コード・モールに色は射す 4
誰も、動かなかった。
市場の音が戻ってきた。売り声。荷車。子供の声。さっきまで遠かった音が、全部戻ってきた。シャルがいる間は後ろに下がっていた音が、一気に押し寄せてきた。シャルがいなくなって、世界が元に戻っていた。目を開けていた。まだ開けていた。シャルが曲がった角を見ていた。構造体が動いている。接続の海。シャルはもう、いない。でも目がまだ、さっきシャルがいた場所を、追っていた。構造体が一つ、その前を横切った。
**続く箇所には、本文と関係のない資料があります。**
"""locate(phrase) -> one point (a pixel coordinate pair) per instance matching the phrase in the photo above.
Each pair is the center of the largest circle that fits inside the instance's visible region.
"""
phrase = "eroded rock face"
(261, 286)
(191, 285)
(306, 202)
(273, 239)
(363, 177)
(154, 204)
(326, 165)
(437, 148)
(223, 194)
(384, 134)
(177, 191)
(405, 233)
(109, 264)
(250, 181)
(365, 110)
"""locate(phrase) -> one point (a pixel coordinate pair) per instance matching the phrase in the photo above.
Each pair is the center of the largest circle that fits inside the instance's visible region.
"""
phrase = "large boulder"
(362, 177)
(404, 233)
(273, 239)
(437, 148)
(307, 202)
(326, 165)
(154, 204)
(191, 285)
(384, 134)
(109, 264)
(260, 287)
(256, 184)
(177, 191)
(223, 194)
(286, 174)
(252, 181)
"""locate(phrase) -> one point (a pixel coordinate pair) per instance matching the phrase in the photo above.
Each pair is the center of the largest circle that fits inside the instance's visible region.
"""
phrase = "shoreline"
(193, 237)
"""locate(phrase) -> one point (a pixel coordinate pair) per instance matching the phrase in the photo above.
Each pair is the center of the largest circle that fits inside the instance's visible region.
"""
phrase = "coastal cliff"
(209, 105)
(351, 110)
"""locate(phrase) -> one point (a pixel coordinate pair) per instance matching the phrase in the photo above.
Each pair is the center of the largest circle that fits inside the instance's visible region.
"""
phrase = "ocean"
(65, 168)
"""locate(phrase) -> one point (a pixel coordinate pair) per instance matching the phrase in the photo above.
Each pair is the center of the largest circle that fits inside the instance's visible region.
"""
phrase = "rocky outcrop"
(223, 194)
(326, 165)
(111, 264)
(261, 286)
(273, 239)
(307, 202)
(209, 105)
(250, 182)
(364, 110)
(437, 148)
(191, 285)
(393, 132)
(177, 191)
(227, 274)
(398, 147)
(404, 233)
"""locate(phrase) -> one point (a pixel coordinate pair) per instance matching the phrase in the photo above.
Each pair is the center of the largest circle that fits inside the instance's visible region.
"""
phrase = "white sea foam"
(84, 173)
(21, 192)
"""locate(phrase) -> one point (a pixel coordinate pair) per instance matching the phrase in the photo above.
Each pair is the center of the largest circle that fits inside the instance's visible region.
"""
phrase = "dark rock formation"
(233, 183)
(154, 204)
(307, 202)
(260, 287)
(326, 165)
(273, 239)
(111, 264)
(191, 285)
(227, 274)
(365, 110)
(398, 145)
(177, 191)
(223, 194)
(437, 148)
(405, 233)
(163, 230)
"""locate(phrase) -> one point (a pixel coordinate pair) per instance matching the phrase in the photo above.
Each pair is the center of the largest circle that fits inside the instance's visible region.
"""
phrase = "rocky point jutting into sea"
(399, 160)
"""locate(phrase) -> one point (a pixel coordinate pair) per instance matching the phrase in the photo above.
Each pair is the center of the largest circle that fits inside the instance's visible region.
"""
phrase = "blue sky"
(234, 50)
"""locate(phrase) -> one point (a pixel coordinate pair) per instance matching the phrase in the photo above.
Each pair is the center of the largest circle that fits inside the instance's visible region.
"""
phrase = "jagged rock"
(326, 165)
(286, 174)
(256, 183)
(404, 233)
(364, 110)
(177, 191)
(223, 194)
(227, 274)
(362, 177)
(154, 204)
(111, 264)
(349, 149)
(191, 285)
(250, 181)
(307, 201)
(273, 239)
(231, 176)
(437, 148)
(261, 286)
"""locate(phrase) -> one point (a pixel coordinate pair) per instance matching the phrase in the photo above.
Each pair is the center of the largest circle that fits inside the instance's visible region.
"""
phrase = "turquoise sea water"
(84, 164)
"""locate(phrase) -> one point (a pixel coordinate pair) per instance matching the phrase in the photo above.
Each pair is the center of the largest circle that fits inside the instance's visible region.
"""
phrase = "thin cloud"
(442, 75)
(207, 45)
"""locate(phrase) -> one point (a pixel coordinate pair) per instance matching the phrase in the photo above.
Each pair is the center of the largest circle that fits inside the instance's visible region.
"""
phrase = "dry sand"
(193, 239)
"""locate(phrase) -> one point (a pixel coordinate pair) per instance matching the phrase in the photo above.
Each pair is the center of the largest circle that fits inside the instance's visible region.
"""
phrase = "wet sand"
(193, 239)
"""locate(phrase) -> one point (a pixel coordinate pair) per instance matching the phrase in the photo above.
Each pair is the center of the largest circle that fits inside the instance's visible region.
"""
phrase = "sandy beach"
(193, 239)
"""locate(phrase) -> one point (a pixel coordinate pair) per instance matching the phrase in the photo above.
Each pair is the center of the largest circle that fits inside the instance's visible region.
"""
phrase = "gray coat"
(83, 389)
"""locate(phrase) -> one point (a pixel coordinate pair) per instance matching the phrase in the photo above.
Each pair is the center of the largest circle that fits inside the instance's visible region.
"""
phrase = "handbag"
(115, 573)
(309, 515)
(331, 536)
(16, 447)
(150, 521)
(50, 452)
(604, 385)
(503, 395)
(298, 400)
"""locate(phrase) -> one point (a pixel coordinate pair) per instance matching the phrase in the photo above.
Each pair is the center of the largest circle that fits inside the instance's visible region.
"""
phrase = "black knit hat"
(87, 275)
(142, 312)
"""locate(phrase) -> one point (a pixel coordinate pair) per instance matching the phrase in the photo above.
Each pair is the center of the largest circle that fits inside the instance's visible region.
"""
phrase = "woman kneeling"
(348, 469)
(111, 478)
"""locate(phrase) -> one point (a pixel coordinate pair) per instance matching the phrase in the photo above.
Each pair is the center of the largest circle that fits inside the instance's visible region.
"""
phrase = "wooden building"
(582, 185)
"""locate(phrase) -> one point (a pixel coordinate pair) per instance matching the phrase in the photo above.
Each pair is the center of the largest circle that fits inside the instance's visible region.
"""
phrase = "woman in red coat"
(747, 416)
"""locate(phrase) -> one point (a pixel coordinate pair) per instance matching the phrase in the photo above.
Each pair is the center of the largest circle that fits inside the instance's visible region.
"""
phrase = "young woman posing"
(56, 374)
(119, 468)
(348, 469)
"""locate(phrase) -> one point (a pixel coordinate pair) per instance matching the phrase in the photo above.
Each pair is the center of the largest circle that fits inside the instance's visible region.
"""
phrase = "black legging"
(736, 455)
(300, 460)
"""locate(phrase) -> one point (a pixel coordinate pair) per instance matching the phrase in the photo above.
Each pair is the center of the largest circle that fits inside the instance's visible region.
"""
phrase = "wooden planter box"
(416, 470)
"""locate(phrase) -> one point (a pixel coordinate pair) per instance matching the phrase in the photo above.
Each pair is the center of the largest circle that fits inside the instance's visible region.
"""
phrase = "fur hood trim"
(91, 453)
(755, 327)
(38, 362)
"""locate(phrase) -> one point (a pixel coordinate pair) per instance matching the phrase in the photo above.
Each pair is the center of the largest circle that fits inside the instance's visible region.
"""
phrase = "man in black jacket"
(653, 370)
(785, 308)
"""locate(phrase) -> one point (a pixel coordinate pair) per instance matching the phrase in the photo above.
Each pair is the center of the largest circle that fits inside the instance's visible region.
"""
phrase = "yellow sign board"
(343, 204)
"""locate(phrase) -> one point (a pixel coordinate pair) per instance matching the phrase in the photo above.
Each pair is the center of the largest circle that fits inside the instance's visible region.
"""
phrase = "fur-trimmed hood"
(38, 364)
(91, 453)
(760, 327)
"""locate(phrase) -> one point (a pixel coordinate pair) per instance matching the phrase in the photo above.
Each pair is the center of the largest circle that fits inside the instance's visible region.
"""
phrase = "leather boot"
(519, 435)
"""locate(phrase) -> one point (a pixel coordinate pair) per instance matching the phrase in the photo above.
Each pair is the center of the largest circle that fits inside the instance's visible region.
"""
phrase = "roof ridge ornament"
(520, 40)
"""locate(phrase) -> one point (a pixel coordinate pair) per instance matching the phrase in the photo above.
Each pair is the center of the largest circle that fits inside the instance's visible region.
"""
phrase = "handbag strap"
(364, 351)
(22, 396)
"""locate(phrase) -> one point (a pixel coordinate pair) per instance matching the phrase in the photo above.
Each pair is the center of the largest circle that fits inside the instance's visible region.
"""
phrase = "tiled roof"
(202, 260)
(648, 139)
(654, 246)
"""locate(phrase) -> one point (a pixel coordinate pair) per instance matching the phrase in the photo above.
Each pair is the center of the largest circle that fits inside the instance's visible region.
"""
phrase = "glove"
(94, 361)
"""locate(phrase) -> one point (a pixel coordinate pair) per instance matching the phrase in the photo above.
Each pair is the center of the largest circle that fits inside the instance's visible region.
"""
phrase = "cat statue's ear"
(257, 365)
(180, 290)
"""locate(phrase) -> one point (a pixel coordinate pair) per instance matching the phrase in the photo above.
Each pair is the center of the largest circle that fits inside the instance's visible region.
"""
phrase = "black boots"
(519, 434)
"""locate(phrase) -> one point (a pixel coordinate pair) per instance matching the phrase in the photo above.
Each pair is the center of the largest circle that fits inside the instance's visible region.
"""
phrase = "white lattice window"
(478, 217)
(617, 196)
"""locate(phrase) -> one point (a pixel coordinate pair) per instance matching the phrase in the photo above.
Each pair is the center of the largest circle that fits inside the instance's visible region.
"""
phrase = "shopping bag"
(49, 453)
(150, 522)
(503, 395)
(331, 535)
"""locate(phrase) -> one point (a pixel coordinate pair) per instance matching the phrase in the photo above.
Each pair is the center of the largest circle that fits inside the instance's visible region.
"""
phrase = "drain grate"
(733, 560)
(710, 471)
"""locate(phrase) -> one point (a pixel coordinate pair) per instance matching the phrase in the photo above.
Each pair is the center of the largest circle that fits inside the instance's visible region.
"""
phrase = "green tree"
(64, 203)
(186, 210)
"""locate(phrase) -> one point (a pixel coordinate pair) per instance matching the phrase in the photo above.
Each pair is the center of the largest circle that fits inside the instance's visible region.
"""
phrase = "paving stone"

赤い光が脈打っている。人間だと分かっている。でも、さっきまでそこに、人が立っていた。人が。構造体じゃなくて。あの一瞬だけ、世界は、みんなが見ている世界の顔をしていた。それが、通り過ぎていく。
「さゆり」
しおりさんの声が静かだった。壁じゃなかった。いつもの声。でも、いつもより少しだけ低かった。
「あの人と、何を話してたの」
答えなければ。でも、何を話していたのか。シャルが自分の世界の話をした。流れの世界。血液と電気と空気の世界。人が人に見えない世界。私と逆で、同じ。どう言えばいい。しおりさんに、この世界をどう説明すればいい。しおりさんは人が人に見える。構造体も流れの塊も知らない。接続の海を歩いたことが、ない。
「……同じ、でした」
それしか、出なかった。
「同じ?」
「同じ……目を、持ってる人、でした」
しおりさんが黙った。考えている。しおりさんの沈黙には、いつも判断がある。何かを決めている時の沈黙。すぐに聞き返さない。すぐに否定しない。
「その人の言うことを、信じてるの?」
「……分かりません。でも、嘘は、なかったです」
しおりさんの呼吸が少しだけ変わった。私が「嘘がない」と言った。音で嘘を聞き分ける私が。声の震え、心臓の速さ、呼吸の乱れ。私が「嘘がない」と言ったら、それはただの感想じゃなかった。しおりさんはそれを、知っている。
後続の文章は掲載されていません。